During our overnight sail to Ponce, we had light winds. When we started out sailing from Fajardo, we did only 3 knots in 7 knots of wind. Later, the wind started picking up and we gybed every 3 hours on our watch change. We usually keep a schedule where I sail from 18:00 to 21:00, Thomas from 21:00 to 0:00, I take it over until 3:00, and Thomas does the last dog shift until 6:00. Our ETA was at 7:00, but unlucky Thomas couldn’t wake me up so he had to do a very long dog shift.. After we dropped anchor we napped for a couple of hours and then got on our way to the pool at the hotel where Thomas’ parents were staying. We had the most amazing, enormous and thick pizza that evening, of which I couldn’t even finish half.
We explored the town of Ponce, a little city a few miles from the anchorage. The old city had a bit of a lost glamour to it, with many deserted colonial style buildings. Even a cinema and a hospital were abandoned. In one street, we found a horse tied to the front door of a house. Somebody must have just rode in on his horse, parked it there and it was just waiting patiently for its owner. As we walked past, someone shouted at us: ‘Her name is Carolina, she don’t bite!’, so we made friends with her. Generally, the people in Ponce all said something to us, as if they never see tourists. ‘God bless’, ‘Enjoy Puerto Rico’ or ‘Thanks for visiting!’. So nice to be off the main tourist route!
The city was tiny and after we had seen it all we went back to the pool at the hotel.

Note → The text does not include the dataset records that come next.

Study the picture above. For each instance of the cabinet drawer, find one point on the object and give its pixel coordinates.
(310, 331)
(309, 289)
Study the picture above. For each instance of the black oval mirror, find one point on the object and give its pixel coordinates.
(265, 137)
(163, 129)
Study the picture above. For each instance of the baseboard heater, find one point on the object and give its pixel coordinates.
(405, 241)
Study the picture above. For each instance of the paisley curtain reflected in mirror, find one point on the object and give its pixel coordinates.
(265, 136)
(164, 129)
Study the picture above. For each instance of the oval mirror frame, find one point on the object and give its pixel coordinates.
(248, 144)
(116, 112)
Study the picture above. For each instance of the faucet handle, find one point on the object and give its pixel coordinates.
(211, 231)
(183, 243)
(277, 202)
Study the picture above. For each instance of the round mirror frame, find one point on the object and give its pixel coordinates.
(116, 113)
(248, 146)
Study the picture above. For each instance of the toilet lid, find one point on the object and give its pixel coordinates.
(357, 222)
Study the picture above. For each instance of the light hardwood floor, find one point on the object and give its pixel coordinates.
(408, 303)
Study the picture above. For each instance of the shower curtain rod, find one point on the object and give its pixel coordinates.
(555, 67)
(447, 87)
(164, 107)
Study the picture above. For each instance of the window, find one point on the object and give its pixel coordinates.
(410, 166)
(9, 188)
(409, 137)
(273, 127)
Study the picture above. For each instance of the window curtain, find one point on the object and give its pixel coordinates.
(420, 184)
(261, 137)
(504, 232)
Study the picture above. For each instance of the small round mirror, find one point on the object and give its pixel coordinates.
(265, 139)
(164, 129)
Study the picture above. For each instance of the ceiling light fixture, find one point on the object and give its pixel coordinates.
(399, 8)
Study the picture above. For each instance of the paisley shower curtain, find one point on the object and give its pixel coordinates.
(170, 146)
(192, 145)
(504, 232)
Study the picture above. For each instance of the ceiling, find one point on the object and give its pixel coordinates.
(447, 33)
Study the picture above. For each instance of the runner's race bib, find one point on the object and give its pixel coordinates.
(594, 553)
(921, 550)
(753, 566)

Which is also where we spent the next day, after we did a little provisioning run with the car. Sad enough, Thomas’ parents were leaving already. After we said goodbye and they were on their way to Germany again, we prepared for our next destination: the Bahamas! With our laptop and phones, we got a comfortable spot at the pool and took advantage of their internet for one more day.

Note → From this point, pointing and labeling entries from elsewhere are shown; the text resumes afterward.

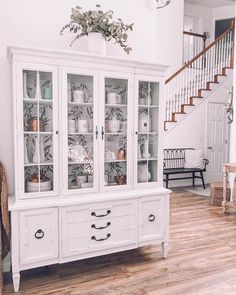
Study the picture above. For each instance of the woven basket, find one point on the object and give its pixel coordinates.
(216, 197)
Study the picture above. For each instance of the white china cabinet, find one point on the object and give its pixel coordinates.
(88, 157)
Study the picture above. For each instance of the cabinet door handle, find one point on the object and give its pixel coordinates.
(102, 215)
(100, 240)
(96, 132)
(39, 234)
(151, 217)
(102, 227)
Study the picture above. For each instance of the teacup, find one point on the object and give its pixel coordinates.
(78, 96)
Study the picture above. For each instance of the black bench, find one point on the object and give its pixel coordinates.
(174, 160)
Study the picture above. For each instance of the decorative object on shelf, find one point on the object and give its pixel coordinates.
(119, 90)
(36, 150)
(120, 179)
(145, 93)
(121, 154)
(113, 125)
(46, 90)
(26, 159)
(114, 98)
(84, 23)
(71, 126)
(80, 153)
(110, 155)
(41, 149)
(81, 179)
(229, 106)
(25, 90)
(35, 184)
(139, 151)
(144, 121)
(30, 85)
(146, 153)
(143, 173)
(113, 170)
(80, 92)
(84, 126)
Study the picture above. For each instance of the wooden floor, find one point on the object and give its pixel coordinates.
(202, 260)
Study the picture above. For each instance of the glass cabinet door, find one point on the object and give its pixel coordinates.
(39, 143)
(115, 132)
(147, 132)
(80, 132)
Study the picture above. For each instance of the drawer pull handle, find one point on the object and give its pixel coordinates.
(103, 215)
(102, 227)
(100, 240)
(151, 217)
(39, 234)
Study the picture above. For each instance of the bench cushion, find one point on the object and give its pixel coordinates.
(194, 159)
(182, 170)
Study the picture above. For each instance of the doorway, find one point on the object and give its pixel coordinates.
(217, 141)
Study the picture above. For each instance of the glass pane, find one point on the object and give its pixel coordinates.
(45, 86)
(46, 178)
(31, 179)
(46, 117)
(29, 84)
(115, 131)
(38, 128)
(80, 131)
(148, 116)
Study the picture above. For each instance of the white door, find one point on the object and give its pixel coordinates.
(216, 141)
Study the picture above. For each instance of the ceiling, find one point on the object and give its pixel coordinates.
(212, 3)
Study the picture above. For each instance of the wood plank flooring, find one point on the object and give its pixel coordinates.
(201, 260)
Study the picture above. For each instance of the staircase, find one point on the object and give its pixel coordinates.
(192, 82)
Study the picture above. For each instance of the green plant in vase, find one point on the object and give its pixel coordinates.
(83, 23)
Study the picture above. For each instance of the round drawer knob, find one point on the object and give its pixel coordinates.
(39, 234)
(151, 217)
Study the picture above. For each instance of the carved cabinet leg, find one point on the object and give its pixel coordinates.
(16, 281)
(165, 248)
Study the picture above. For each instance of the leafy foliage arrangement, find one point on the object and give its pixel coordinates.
(96, 21)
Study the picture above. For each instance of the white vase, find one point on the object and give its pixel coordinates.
(96, 43)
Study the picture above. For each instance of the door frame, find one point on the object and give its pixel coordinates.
(206, 135)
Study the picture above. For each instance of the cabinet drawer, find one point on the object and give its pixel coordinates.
(151, 218)
(38, 235)
(93, 227)
(98, 211)
(98, 241)
(83, 232)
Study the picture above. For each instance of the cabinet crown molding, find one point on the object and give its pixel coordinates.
(28, 54)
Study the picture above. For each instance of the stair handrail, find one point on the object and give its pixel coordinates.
(187, 84)
(187, 65)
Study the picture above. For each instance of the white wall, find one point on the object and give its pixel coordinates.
(192, 130)
(156, 37)
(201, 12)
(232, 151)
(208, 16)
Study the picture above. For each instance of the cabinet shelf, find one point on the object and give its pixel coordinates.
(35, 100)
(80, 133)
(38, 132)
(148, 133)
(148, 106)
(116, 105)
(114, 161)
(85, 104)
(80, 163)
(38, 164)
(149, 159)
(116, 133)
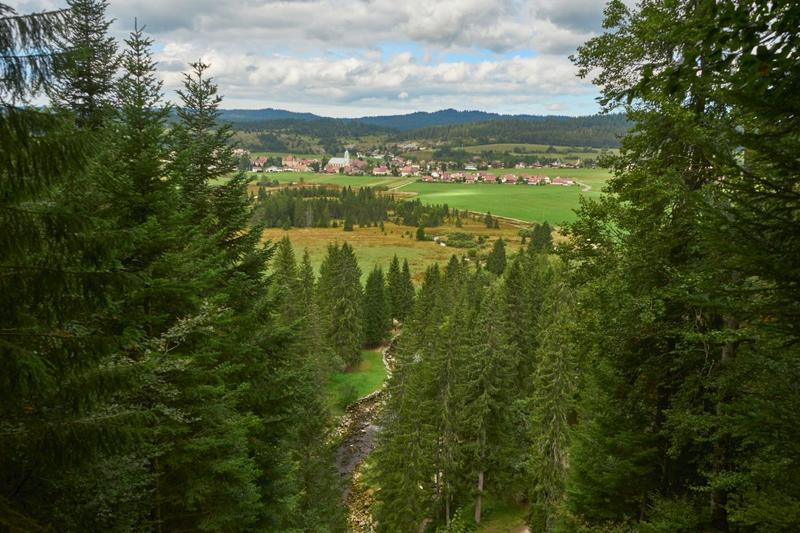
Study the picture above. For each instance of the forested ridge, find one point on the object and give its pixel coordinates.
(163, 369)
(600, 131)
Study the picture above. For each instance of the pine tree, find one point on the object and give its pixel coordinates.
(394, 288)
(487, 393)
(552, 407)
(496, 260)
(408, 292)
(542, 239)
(61, 362)
(375, 309)
(287, 293)
(340, 297)
(86, 82)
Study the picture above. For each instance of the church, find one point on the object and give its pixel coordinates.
(335, 163)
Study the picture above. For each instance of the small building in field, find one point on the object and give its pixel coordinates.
(335, 163)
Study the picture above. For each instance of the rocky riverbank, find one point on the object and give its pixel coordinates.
(357, 430)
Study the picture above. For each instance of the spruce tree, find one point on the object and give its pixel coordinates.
(394, 289)
(86, 80)
(487, 392)
(496, 260)
(542, 239)
(375, 309)
(408, 294)
(552, 406)
(340, 297)
(62, 363)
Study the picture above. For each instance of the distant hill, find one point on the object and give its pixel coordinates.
(445, 117)
(597, 131)
(240, 116)
(411, 121)
(280, 130)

We stayed in Ponce a bit longer, we even moved the boat to the marina for a day. The marina is actually super nice, with a pool and fast internet and everything. In the bay is also a manatee-area, where we would sometimes see a manatee swimming by! We spent the whole day doing laundry, organising new batteries, changing some of our last lights to LED and doing route planning with our boat neighbours. With our boat, which has a keel of 2.20 m, it is quite difficult to navigate the shallows and banks of the Bahamas. Luckily our French boat neighbour had exactly the same draft and was extremely organised. Everything he told us was new to us and we felt a bit unprepared. So we basically just copied his route..
But before we would sail to the Bahamas, for which the weather wasn’t perfect yet, we first sailed to Boqueron. This is a bay on the southwest corner of Puerto Rico where boats wait for good weather for the long passage to the Dominican Republic or further. It was also a party town, where the weekends are filled with booze and reggaeton. Luckily for us, we arrived on a Friday! We didn’t do much partying though, we basically waited for wind and dragged our beach towel into the wandering shade of a palm tree every half an hour or so. And we went on a mission to find a shower, which we did. Got to love waiting for good weather. With that we were all charged for our 700 or so mile passage to Nassau in the Bahamas!